I have this abstraction in my application code called a "CloudFile". This is where I store in the database information about
files on S3 and it gives me a resource for other resources to own. For example, a user would have an avatar_cloud_file_id
.
On the front-end, I would load this relationship and display the avatar with user.avatar_cloud_file.download_url
defmodule RL.CloudFile do
use Ecto.Schema
import Ecto.Changeset
@timestamps_opts type: :utc_datetime_usec
schema "cloud_files" do
field :content_type, :string
field :content_hash, :string
field :size, :string
field :filename, :string
field :external_url, :string
field :height, :integer
field :is_uploaded, :boolean, default: false
field :token, :string
field :width, :integer
timestamps()
end
@doc false
def changeset(cloud_file, params) do
cloud_file
|> cast(params, __schema__(:fields) -- [:id])
|> Utils.Changeset.set_default(:token, :uuid)
|> validate_required([
:token,
:filename,
:content_type
])
|> unique_constraint(:token)
end
def create(params) do
struct(RL.CloudFile)
|> RL.CloudFile.changeset(params)
|> RL.Repo.insert()
end
def storage_bucket, do: "#{Util.config(:prefix)}-cloud-files"
def storage_key(cloud_file) do
cloud_file.token
end
def clear_from_storage(cloud_file) do
# not the end of the world if this fails. Just an orphaned file on s3
ExAws.S3.delete_object(
storage_bucket(),
storage_key(cloud_file)
)
|> ExAws.request()
cloud_file
|> changeset(%{
"is_uploaded" => false,
"external_url" => nil
})
|> RL.Repo.update!()
end
end
Then in the view for the CloudFile I provide the urls for the font-end to download it and a signed upload url to create/replace it:
defmodule RLWeb.CloudFileView do
use RLWeb, :view
use JaSerializer.PhoenixView
attributes([
:content_type,
:filename,
:download_url,
:upload_url,
:height,
:width,
:token,
:is_uploaded,
:inserted_at,
:updated_at
])
def download_url(cloud_file) do
cond do
cloud_file.is_uploaded ->
cf_domain = Util.config(:prefix_params)["CLOUD_FILE_CLOUDFRONT_DOMAIN"]
signing_params =
RL.CloudFiles.Signing.signed_url_params(
"https://#{cf_domain}/#{RL.CloudFile.storage_key(cloud_file)}"
)
%URI{
scheme: "https",
host: cf_domain,
path: "/#{RL.CloudFile.storage_key(cloud_file)}",
query:
signing_params
# |> Map.merge(%{
# "response-content-type" => "application/pdf",
# "response-content-disposition" => ~s(inline; filename="yourbutt.pdf"),
# "response-cache-control" => "max-age=2592000"
# })
|> URI.encode_query()
}
|> URI.to_string()
cloud_file.external_url ->
cloud_file.external_url
true ->
nil
end
end
def upload_url(cloud_file) do
bucket = RL.CloudFile.storage_bucket()
object_name = RL.CloudFile.storage_key(cloud_file)
query_params = [
"x-amz-acl": "private"
]
{:ok, url} =
:s3
|> ExAws.Config.new(Application.get_all_env(:ex_aws))

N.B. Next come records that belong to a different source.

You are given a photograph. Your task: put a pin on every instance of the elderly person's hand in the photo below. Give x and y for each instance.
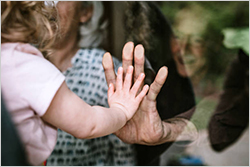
(146, 126)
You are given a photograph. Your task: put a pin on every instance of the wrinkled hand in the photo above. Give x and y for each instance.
(146, 126)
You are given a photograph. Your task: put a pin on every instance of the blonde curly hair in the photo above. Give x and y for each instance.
(29, 22)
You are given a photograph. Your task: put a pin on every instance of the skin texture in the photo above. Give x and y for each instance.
(146, 126)
(67, 111)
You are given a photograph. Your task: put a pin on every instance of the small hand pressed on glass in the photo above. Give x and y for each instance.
(124, 96)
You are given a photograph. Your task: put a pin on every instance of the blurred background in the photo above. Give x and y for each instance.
(213, 40)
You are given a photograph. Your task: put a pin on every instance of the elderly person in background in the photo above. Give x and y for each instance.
(77, 55)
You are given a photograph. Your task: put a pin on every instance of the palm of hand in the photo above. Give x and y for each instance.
(145, 127)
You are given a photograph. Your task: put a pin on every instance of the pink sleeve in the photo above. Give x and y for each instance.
(38, 81)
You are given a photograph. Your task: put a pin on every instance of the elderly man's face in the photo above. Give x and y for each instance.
(188, 33)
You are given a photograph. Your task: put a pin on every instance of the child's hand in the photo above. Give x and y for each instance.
(125, 97)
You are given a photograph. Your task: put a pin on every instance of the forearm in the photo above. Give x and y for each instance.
(106, 121)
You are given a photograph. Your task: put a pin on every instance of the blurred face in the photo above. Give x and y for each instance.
(188, 31)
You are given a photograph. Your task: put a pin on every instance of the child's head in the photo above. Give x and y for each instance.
(28, 22)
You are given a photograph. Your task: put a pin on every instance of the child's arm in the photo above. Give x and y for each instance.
(71, 114)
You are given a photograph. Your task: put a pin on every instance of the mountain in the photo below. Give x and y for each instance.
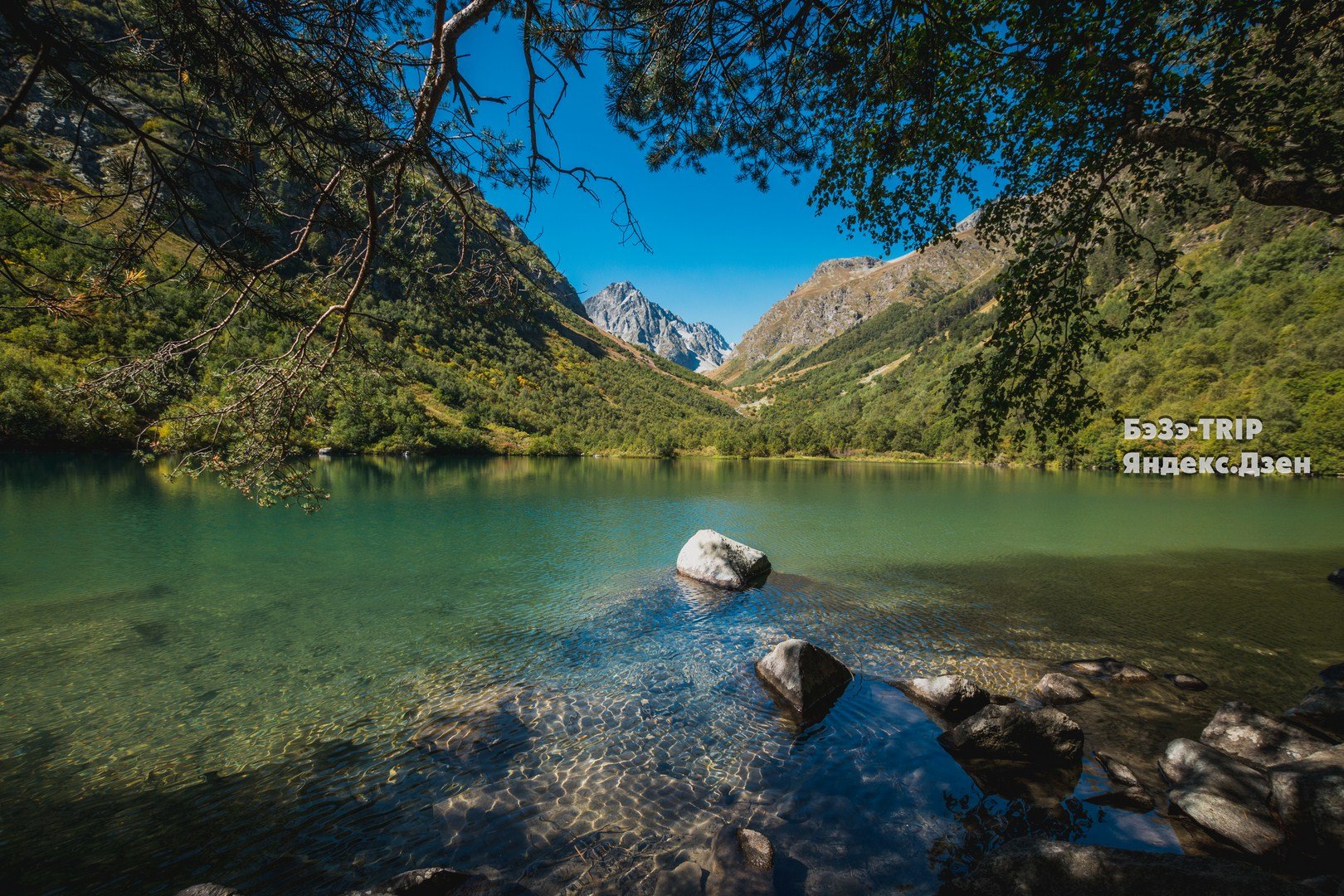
(1262, 336)
(845, 292)
(626, 312)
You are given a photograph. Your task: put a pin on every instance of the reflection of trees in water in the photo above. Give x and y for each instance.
(990, 822)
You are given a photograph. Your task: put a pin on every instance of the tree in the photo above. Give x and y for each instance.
(305, 153)
(1069, 123)
(309, 152)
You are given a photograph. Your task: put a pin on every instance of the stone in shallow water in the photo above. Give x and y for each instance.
(717, 559)
(1016, 733)
(756, 848)
(1116, 770)
(1053, 868)
(1109, 668)
(1322, 709)
(1222, 794)
(1057, 688)
(733, 871)
(1249, 733)
(1186, 681)
(1308, 796)
(1333, 674)
(442, 881)
(951, 698)
(802, 674)
(1127, 798)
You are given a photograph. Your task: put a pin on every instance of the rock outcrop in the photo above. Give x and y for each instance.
(717, 559)
(743, 864)
(1262, 740)
(1222, 794)
(947, 698)
(1308, 796)
(1057, 688)
(1053, 868)
(1110, 670)
(1015, 733)
(624, 312)
(804, 674)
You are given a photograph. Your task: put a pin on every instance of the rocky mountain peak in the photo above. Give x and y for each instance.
(845, 265)
(622, 310)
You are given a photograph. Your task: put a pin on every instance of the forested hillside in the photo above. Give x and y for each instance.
(455, 375)
(499, 358)
(1261, 334)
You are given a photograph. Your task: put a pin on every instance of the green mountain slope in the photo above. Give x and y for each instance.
(438, 377)
(1262, 336)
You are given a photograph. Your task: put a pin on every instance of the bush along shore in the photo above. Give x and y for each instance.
(1261, 793)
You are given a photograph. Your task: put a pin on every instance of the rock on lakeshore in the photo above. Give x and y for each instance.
(951, 698)
(1015, 733)
(1264, 740)
(1322, 709)
(1222, 794)
(1308, 796)
(802, 674)
(1057, 688)
(1053, 868)
(717, 559)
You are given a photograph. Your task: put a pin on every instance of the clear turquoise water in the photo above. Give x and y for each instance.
(197, 689)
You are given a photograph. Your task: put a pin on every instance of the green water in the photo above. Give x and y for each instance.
(197, 689)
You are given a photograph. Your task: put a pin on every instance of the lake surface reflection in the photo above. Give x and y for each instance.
(489, 664)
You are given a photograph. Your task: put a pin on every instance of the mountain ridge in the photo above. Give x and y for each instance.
(845, 292)
(626, 312)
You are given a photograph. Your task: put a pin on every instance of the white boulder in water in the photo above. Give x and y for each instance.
(717, 559)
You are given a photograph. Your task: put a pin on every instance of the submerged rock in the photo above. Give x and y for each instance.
(717, 559)
(952, 698)
(1222, 794)
(1053, 868)
(737, 867)
(756, 848)
(1109, 668)
(1016, 733)
(1322, 709)
(1129, 794)
(442, 881)
(1057, 688)
(1116, 770)
(1135, 800)
(802, 674)
(1332, 674)
(1308, 796)
(1186, 681)
(1249, 733)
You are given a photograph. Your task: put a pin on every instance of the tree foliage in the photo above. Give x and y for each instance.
(1062, 119)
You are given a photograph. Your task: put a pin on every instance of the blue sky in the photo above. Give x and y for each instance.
(722, 250)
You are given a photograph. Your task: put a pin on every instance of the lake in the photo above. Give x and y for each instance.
(489, 664)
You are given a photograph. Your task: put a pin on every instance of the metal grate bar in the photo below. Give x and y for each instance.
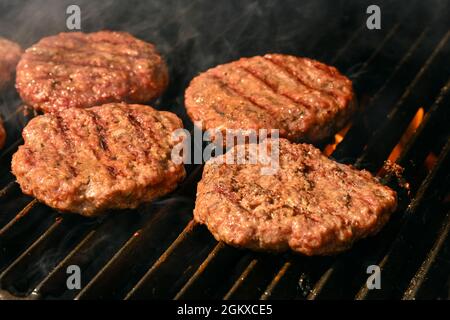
(412, 155)
(131, 261)
(175, 266)
(417, 94)
(214, 270)
(423, 279)
(90, 254)
(379, 105)
(408, 248)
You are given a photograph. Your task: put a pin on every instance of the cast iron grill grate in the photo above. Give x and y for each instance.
(159, 252)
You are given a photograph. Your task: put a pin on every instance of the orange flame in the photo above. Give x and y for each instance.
(338, 137)
(415, 123)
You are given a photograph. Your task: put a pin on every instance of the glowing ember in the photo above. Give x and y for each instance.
(415, 123)
(338, 137)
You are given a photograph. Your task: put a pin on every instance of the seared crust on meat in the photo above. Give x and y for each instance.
(312, 205)
(87, 69)
(10, 53)
(303, 98)
(113, 156)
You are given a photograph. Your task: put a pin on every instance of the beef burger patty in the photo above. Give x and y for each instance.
(87, 69)
(311, 205)
(303, 98)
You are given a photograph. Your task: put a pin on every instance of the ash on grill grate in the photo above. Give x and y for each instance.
(159, 252)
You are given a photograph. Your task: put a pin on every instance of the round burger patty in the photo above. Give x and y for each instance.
(311, 205)
(113, 156)
(87, 69)
(303, 98)
(9, 56)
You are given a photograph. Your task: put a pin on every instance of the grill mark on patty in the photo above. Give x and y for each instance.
(274, 89)
(62, 129)
(67, 63)
(236, 92)
(89, 47)
(288, 70)
(99, 129)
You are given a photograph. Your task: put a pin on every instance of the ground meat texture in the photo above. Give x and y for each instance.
(9, 56)
(83, 70)
(2, 135)
(306, 100)
(86, 161)
(311, 205)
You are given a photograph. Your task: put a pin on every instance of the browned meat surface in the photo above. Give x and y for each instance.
(9, 56)
(312, 205)
(303, 98)
(83, 70)
(107, 157)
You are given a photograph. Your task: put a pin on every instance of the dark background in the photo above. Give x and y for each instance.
(195, 35)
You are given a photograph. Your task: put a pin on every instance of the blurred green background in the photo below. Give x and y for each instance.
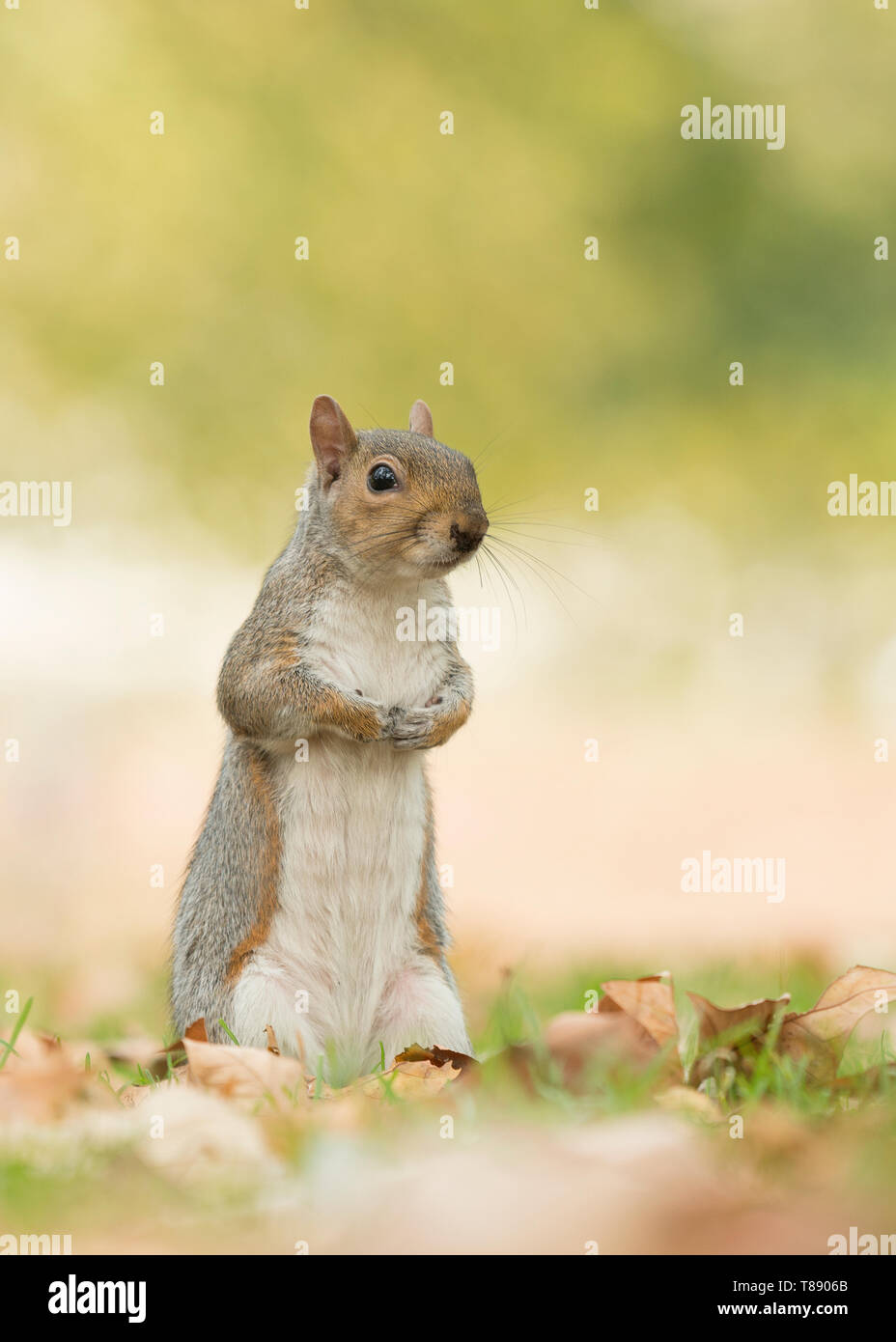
(465, 248)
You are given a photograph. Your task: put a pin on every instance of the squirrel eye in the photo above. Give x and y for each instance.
(382, 478)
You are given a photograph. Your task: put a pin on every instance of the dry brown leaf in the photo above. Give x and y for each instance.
(817, 1038)
(438, 1056)
(650, 1001)
(577, 1040)
(735, 1025)
(41, 1079)
(410, 1080)
(685, 1100)
(245, 1073)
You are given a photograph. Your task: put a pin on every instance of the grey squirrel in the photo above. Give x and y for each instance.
(311, 901)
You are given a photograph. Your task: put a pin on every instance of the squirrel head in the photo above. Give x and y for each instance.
(399, 503)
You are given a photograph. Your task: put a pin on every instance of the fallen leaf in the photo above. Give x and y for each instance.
(409, 1080)
(245, 1073)
(578, 1040)
(683, 1100)
(437, 1056)
(735, 1025)
(41, 1079)
(817, 1038)
(650, 1001)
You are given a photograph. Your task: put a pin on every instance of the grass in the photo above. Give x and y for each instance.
(68, 1181)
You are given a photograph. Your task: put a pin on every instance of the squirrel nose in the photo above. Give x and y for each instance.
(467, 532)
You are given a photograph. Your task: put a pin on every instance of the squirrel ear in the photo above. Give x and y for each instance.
(331, 436)
(421, 419)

|> ExAws.S3.presigned_url(
:put,
bucket,
object_name,
virtual_host: true,
query_params: query_params
)
url
end
def is_uploaded(cloud_file) do
cloud_file.is_uploaded || false
end
end
Here's the terraform configuration to create everything you need on S3:
resource "aws_s3_bucket" "cloud_file_bucket" {
bucket = "${var.prefix}-cloud-files"
acl = "private"
cors_rule {
allowed_headers = ["*"]
allowed_methods = ["PUT", "POST"]
allowed_origins = ["*"]
expose_headers = ["ETag"]
max_age_seconds = 3000
}
}
resource "aws_ssm_parameter" "cloud_file_bucket_name" {
name = "/${var.prefix}/CLOUD_FILE_BUCKET"
type = "String"
value = aws_s3_bucket.cloud_file_bucket.id
overwrite = true
}
resource "aws_sqs_queue" "cloud_file" {
name = "${var.prefix}-cloud-file-queue"
redrive_policy = "{\"deadLetterTargetArn\":\"${aws_sqs_queue.deadletter.arn}\",\"maxReceiveCount\":4}"
policy = <<POLICY
{
"Version": "2012-10-17",
"Statement": [
{
"Effect": "Allow",
"Principal": "*",
"Action": "sqs:SendMessage",
"Resource": "arn:aws:sqs:*:*:${var.prefix}-cloud-file-queue",
"Condition": {
"ArnEquals": { "aws:SourceArn": "${aws_s3_bucket.cloud_file_bucket.arn}" }
}
}
]
}
POLICY
}
resource "aws_s3_bucket_notification" "cloud_file_uploaded_notification" {
bucket = "${aws_s3_bucket.cloud_file_bucket.id}"
queue {
queue_arn = "${aws_sqs_queue.cloud_file.arn}"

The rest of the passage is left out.